Custom constraints allow you to add configuration to specific columns. For example:
-
Set masking policies in Snowflake when using a Create Table As Select (CTAS).
-
Other data warehouses (such as Databricks and BigQuery have their own set of parameters that can be set for columns in their CTAS statements.
You can implement constraints in a couple of different ways:
Custom constraints with tags
Here's an example of how to implement tag-based masking policies with contracts and constraints using the following syntax:
models:
- name: my_model
config:
contract:
enforced: true
materialized: table
columns:
- name: id
data_type: int
constraints:
- type: custom
expression: "tag (my_tag = 'my_value')" # A custom SQL expression used to enforce a specific constraint on a column.
Using this syntax requires configuring all the columns and their types as it’s the only way to send a create or replace <cols_info_with_masking> mytable as ...
. It’s not possible to do it with just a partial list of columns.

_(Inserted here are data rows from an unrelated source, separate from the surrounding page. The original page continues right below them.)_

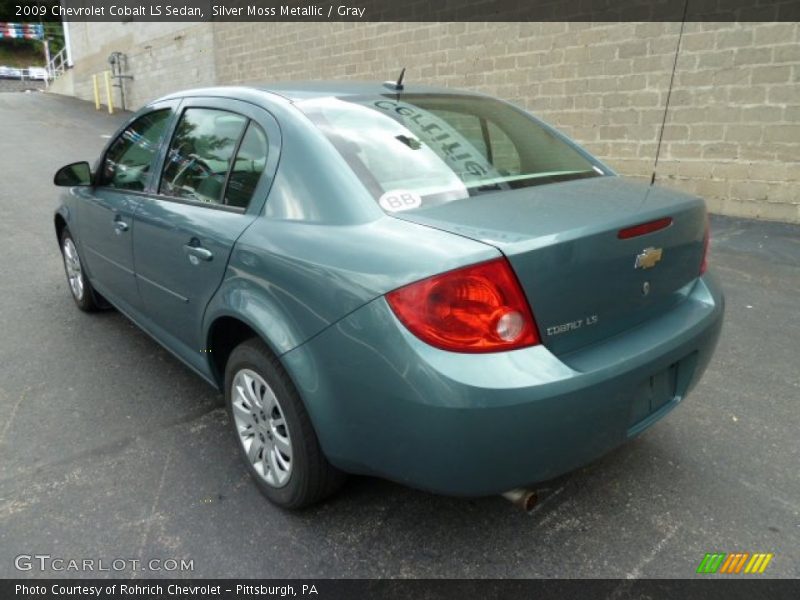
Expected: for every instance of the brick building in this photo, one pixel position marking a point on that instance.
(733, 128)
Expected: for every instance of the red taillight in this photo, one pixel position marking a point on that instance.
(480, 308)
(706, 240)
(644, 228)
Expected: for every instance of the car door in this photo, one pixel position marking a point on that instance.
(215, 177)
(105, 214)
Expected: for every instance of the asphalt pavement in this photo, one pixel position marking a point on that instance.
(112, 449)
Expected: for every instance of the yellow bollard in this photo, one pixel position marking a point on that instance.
(108, 93)
(96, 92)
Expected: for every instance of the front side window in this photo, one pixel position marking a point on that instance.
(201, 154)
(127, 163)
(425, 149)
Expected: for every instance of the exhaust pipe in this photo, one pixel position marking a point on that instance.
(522, 498)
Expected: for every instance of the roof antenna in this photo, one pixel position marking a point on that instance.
(398, 85)
(669, 91)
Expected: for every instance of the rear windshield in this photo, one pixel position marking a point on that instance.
(423, 150)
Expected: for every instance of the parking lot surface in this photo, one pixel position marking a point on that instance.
(110, 448)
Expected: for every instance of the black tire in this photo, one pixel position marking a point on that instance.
(311, 477)
(89, 300)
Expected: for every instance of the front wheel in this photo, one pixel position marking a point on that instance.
(79, 286)
(273, 430)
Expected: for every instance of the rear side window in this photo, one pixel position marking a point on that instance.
(247, 168)
(127, 163)
(419, 150)
(201, 153)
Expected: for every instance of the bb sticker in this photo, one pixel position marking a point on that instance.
(397, 200)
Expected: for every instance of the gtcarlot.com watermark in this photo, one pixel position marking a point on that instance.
(47, 562)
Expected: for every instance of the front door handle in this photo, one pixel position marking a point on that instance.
(196, 253)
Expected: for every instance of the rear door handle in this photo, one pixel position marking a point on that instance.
(197, 252)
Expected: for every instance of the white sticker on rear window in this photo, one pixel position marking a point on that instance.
(397, 200)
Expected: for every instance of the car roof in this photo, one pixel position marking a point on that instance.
(297, 91)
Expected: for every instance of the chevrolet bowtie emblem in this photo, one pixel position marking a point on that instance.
(648, 258)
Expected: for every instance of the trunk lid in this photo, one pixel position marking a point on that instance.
(562, 241)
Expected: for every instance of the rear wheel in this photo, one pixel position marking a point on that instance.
(273, 430)
(80, 288)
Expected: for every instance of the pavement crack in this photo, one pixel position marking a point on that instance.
(154, 507)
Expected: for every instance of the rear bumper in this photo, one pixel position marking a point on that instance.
(385, 403)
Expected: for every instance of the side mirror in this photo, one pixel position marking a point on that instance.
(74, 174)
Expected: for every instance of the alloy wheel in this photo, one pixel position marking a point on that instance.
(261, 427)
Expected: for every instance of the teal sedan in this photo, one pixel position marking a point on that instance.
(416, 283)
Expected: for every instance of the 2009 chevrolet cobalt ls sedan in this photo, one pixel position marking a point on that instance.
(425, 285)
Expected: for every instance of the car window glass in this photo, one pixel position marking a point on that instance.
(247, 168)
(200, 154)
(129, 158)
(504, 153)
(434, 148)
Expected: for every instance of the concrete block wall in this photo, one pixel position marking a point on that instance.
(733, 128)
(162, 57)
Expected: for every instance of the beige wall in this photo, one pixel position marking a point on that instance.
(733, 130)
(162, 57)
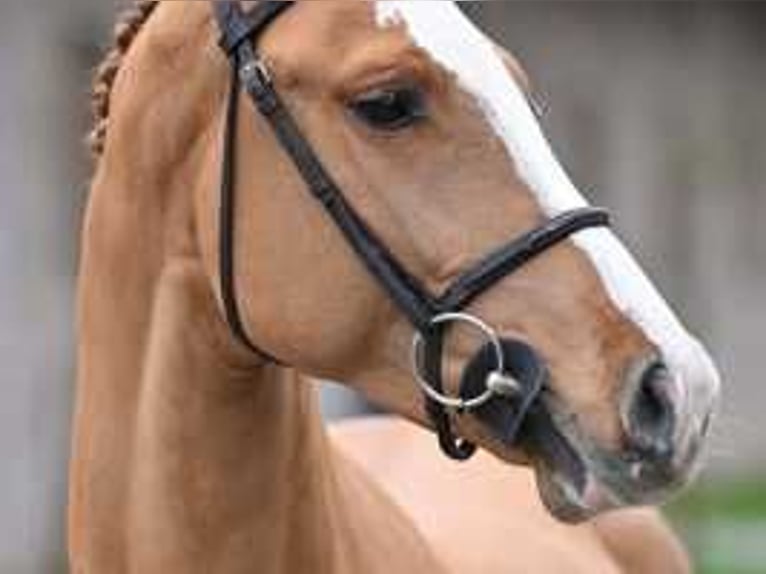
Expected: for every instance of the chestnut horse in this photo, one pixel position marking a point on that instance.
(194, 454)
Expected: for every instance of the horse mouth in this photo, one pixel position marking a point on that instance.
(564, 481)
(577, 480)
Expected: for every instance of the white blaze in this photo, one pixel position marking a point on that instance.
(440, 28)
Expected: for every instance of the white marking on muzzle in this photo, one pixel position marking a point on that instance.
(452, 40)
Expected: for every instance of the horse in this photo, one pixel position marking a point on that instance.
(214, 291)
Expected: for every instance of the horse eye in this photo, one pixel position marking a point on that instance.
(390, 109)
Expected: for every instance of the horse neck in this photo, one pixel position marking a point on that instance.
(188, 456)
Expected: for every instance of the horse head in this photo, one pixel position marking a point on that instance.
(426, 127)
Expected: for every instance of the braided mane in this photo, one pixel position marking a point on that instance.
(129, 24)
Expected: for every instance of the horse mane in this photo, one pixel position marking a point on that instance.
(129, 23)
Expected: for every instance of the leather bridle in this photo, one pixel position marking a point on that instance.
(507, 376)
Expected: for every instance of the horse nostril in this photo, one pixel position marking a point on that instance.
(651, 413)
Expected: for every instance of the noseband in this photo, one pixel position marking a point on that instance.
(509, 374)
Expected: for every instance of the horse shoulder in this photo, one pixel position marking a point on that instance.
(485, 516)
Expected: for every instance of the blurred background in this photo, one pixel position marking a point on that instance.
(657, 109)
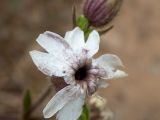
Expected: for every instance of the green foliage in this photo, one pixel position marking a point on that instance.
(85, 113)
(26, 103)
(83, 23)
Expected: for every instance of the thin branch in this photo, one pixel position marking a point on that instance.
(106, 30)
(39, 101)
(74, 14)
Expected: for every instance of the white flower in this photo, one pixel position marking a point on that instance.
(71, 58)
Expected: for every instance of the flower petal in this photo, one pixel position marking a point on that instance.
(92, 43)
(62, 98)
(102, 84)
(110, 60)
(52, 42)
(110, 63)
(72, 110)
(49, 64)
(120, 74)
(75, 39)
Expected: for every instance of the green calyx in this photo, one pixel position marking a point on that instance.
(83, 23)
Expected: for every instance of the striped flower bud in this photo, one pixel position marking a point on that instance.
(101, 12)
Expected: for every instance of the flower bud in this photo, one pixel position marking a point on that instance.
(101, 12)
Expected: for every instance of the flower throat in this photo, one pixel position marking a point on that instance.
(81, 73)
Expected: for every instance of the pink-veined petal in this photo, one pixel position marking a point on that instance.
(48, 64)
(72, 110)
(62, 98)
(92, 43)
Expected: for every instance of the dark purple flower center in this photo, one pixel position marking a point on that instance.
(81, 73)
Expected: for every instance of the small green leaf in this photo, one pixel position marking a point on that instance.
(85, 113)
(26, 103)
(82, 22)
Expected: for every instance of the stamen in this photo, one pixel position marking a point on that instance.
(81, 73)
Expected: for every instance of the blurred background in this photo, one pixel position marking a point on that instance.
(134, 38)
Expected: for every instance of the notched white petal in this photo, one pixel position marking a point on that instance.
(72, 110)
(52, 42)
(102, 84)
(109, 60)
(48, 64)
(120, 74)
(63, 97)
(92, 43)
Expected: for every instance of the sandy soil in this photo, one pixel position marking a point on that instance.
(135, 39)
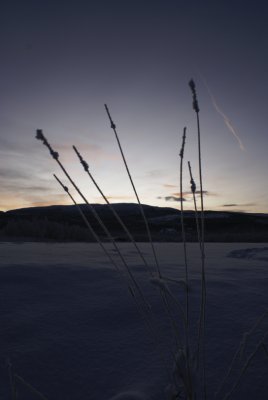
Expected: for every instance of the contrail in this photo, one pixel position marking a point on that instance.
(225, 118)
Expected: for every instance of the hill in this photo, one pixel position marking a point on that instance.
(64, 223)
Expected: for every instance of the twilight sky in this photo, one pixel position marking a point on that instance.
(62, 60)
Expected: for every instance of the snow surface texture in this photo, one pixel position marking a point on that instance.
(71, 329)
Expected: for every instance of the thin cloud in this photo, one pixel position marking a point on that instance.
(239, 205)
(172, 198)
(226, 120)
(169, 186)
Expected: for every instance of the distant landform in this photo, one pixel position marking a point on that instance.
(64, 224)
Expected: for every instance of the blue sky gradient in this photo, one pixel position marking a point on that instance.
(61, 61)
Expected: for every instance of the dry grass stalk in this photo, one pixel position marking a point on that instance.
(55, 155)
(116, 215)
(113, 126)
(201, 339)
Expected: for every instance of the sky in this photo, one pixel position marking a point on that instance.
(61, 61)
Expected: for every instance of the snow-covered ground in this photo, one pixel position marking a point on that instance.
(70, 327)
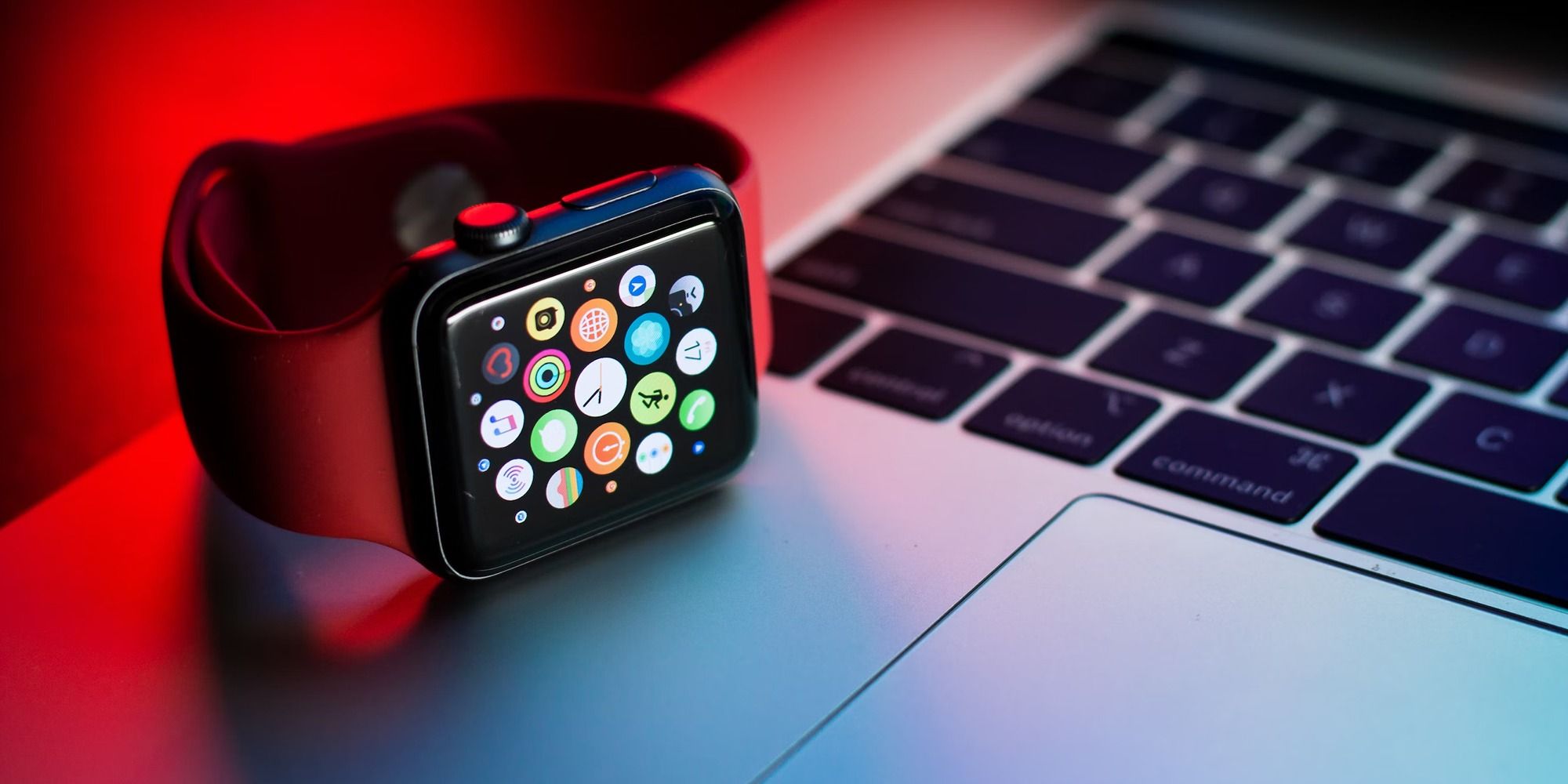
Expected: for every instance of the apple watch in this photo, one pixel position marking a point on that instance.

This means making sure the columns and constraints fields are fully defined.
To generate a YAML with all the columns, you can use generate_model_yaml
from dbt-codegen.
Custom constraints without tags
Alternatively, you can add a masking policy without tags:
models:
- name: my_model
config:
contract:
enforced: true
materialized: table
columns:
- name: id
data_type: int
constraints:
- type: custom
expression: "masking policy my_policy"